One possible benefit for Klassen is that working at the campus bar may allow her to feel social while paying the bills. Unfortunately, she can’t do her homework at work.
Student employment has increased over time from just under 30 per cent in 1979-80 to a high of almost 50 per cent in 2007-08. Students are overwhelmingly employed in the service sector – 96 per cent of post-secondary students find work there, as opposed to 78 per cent of the total Canadian work force.
Their work in the service sector may explain why student employment took a bigger hit than most demographics during the recent recession. Statistics Canada says that “between October 2008 and October 2009, employment declined by about 10 per cent among those aged 15 to 24.”
That’s a loss of 225,000 jobs, which is more than half the jobs Canada shed in that time. Each one per cent increase in student unemployment represents a six per cent increase in student loan borrowers.
While the number of students working during school has increased, the number of students on government assistance has also gone up. Part of the reason for this likely lies in the fact that tuition fees have, on average, risen higher than the rate of inflation since the early 1990s.
In 1995, about 50 per cent of students had loans from either private firms or the government. By 2005, that number had gone up to nearly 60 per cent, and the number of those students who were looking to private businesses for assistance had increased significantly. While 70 per cent of the loans obtained in 1995 were from the government, the split is now almost even.
Third-year U of S science student Andrew Warren is financing the entirety of his education with government student loans.

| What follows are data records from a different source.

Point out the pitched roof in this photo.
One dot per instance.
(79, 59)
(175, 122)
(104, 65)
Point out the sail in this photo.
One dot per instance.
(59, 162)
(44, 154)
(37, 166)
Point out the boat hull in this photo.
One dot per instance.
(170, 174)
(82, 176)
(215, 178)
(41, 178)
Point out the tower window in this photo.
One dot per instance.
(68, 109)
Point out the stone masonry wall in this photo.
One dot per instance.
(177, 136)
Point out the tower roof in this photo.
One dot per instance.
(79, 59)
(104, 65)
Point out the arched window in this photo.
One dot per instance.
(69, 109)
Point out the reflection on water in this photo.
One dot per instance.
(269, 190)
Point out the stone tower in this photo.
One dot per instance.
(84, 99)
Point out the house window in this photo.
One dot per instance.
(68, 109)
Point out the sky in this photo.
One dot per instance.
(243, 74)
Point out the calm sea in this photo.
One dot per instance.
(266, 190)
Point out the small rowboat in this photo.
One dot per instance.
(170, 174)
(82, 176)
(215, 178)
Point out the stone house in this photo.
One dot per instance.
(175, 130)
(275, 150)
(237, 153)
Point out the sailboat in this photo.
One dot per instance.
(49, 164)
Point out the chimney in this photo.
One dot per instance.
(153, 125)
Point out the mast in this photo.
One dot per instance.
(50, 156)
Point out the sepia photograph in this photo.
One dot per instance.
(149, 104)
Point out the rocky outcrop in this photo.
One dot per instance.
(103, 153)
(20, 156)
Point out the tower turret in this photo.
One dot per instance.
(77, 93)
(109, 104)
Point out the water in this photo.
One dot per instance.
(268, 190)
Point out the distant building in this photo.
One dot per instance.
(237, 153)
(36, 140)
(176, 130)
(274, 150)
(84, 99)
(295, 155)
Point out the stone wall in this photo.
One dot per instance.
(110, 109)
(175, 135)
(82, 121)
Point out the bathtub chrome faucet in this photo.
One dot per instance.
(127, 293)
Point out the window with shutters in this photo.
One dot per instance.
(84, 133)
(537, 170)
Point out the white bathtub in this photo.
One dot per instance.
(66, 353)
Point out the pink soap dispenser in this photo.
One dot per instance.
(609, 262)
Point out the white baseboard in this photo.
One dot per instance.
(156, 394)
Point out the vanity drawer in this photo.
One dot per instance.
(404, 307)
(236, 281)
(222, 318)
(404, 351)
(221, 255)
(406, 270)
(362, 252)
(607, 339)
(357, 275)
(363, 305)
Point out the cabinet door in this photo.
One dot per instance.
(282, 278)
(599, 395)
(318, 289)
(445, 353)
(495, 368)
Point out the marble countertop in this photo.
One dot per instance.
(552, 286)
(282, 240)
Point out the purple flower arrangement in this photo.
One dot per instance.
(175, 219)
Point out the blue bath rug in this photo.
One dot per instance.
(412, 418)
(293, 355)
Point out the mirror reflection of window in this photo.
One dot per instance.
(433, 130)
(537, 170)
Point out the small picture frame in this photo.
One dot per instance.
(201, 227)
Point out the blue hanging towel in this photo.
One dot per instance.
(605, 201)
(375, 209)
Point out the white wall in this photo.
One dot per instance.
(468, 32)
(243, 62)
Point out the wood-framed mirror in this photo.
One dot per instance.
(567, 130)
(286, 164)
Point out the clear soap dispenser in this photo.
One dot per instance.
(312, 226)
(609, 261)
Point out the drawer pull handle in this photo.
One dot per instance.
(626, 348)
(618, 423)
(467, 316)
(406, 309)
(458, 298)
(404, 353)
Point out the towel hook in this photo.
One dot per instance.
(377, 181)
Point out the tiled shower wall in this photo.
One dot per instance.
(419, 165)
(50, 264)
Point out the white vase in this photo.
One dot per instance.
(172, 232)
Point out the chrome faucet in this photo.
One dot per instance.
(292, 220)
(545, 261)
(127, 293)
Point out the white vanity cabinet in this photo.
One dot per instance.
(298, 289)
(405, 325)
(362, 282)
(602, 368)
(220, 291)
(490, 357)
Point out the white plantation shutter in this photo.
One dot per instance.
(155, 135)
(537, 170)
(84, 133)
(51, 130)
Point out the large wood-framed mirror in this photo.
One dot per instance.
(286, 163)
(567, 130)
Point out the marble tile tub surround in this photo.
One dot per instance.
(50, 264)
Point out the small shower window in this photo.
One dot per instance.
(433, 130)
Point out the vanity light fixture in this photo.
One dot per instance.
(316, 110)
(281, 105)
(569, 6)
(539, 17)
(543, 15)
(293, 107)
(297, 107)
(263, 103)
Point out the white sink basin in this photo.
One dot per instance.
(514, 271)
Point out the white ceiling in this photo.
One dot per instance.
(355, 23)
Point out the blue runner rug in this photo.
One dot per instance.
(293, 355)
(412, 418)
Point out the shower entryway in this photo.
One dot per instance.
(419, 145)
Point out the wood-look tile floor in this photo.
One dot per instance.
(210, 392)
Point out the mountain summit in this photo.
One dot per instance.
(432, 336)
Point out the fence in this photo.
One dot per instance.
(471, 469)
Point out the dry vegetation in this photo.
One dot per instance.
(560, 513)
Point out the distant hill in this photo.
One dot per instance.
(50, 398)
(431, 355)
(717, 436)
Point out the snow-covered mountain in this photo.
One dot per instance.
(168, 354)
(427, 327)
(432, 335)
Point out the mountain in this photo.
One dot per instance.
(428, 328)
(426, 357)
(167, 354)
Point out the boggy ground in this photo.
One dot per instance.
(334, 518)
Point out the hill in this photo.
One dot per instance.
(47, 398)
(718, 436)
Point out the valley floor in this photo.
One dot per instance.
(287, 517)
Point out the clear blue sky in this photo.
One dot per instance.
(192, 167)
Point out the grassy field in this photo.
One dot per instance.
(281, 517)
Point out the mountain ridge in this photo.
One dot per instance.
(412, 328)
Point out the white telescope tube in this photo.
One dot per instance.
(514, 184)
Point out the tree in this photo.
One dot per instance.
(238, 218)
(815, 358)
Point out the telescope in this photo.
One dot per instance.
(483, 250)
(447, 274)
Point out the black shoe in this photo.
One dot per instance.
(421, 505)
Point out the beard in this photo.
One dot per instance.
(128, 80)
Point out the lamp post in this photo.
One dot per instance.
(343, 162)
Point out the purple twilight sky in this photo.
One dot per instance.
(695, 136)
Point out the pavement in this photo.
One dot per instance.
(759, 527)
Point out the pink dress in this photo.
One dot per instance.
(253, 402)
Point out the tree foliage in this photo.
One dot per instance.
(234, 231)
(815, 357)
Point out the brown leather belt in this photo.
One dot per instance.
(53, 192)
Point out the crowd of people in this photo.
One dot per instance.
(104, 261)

Despite the fact that he will incur significant debt while he attends school, Warren said he is not concerned about repaying it when the time comes.
“They’re government loans,” he said. “So the repayments aren’t tremendously steep, and there are grants and subsidies to help take care of the costs.
“Also, [there are] benefits for staying in the province to work afterwards.”
Students who obtain their loans through the Canadian government can apply for up to 54 months of interest relief and other repayment assistance programs.
In Saskatchewan, the Graduate Retention Program was instituted as a way to entice students not to leave the province after graduating. Graduates are issued a GRP certificate, which must be submitted with their Saskatchewan income tax, along with the amount of tuition to be paid.
Graduates in Manitoba are eligible for a tax rebate as well. Manitoba does not require students to have graduated there to qualify.
While students today scramble to fit both work and school into their schedules, or gather debts in the tens of thousands, there are some new options for the children of the next generation.
One such option is the Canada Learning Bond, which allows low-income parents – those who are eligible for the National Child Benefit Supplement – to set up a Registered Education Savings Plan that the Canadian government will contribute to whether the parents do or not.
With a traditional RESP, the government matches what parents put in up to $7,000. If parents apply for a CLB, the Canadian government puts $500 into an RESP upfront and $100 each year after that until the child is 15. The CLB is available for children born on or after Jan. 1, 2004.